'Blue' Gene Tyranny

Robert Nathan Sheff (January 1, 1945 – December 12, 2020[1]), known professionally as "Blue" Gene Tyranny, was an avant-garde composer and pianist.

Robert Nathan Sheff
Birth nameJoseph Gantic
Also known as“Blue” Gene Tyranny
BornJanuary 1, 1945
San Antonio
DiedDecember 12, 2020(2020-12-12) (aged 75)
Long Island City

Early life[]

Tyranny was born Joseph Gantic in San Antonio on January 1, 1945 to William and Eleanor Gantic. Later that year, after his birth father went missing in the Asian theater of World War II, he was adopted by Dorothy and Meyer Sheff of San Antonio and his name was changed to Robert Nathan.[2][3][4] Tyranny was raised in the Lutheran church.[5] He studied piano with Meta Hertwig and Rodney Hoare, and composition with Otto Wick and Frank Hughes.

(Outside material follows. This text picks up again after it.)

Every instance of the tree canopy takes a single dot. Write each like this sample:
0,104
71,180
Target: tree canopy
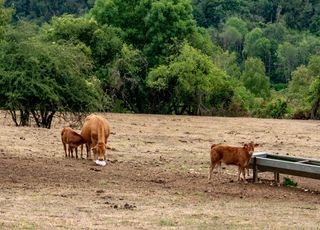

Tyranny began his performance career in high school, playing pieces by major composers (such as John Cage) with Philip Krumm in a concert series in San Antonio. He has toured with the Carla Bley Band in 1977[6] and The Prime Movers (which included Iggy Pop and Michael Erlewine) as well as Iggy & The Stooges (in 1973). He has performed on albums by Laurie Anderson (Strange Angels), David Behrman (On the Other Ocean), John Cage (Cheap Imitation and Empty Words), Peter Gordon, and Robert Ashley (Perfect Lives, Dust, Celestial Excursions), with whom he frequently collaborated. Tyranny's albums include Out of the Blue (1977 Lovely Music LML 1061 [LP], 2007 Unseen Worlds UW01 [CD]), The Intermediary (1982 Lovely Music [LP] 1063, 2008 Lovely Music [CD]) Country Boy Country Dog (How To Discover Music in the Sounds of Your Daily Life) (1994 Lovely Music LCD 1065), Free Delivery (1999 Lovely Music LCD 1064), and The Somewhere Songs/The Invention of Memory (2008 Mutable 17529-2 [CD]).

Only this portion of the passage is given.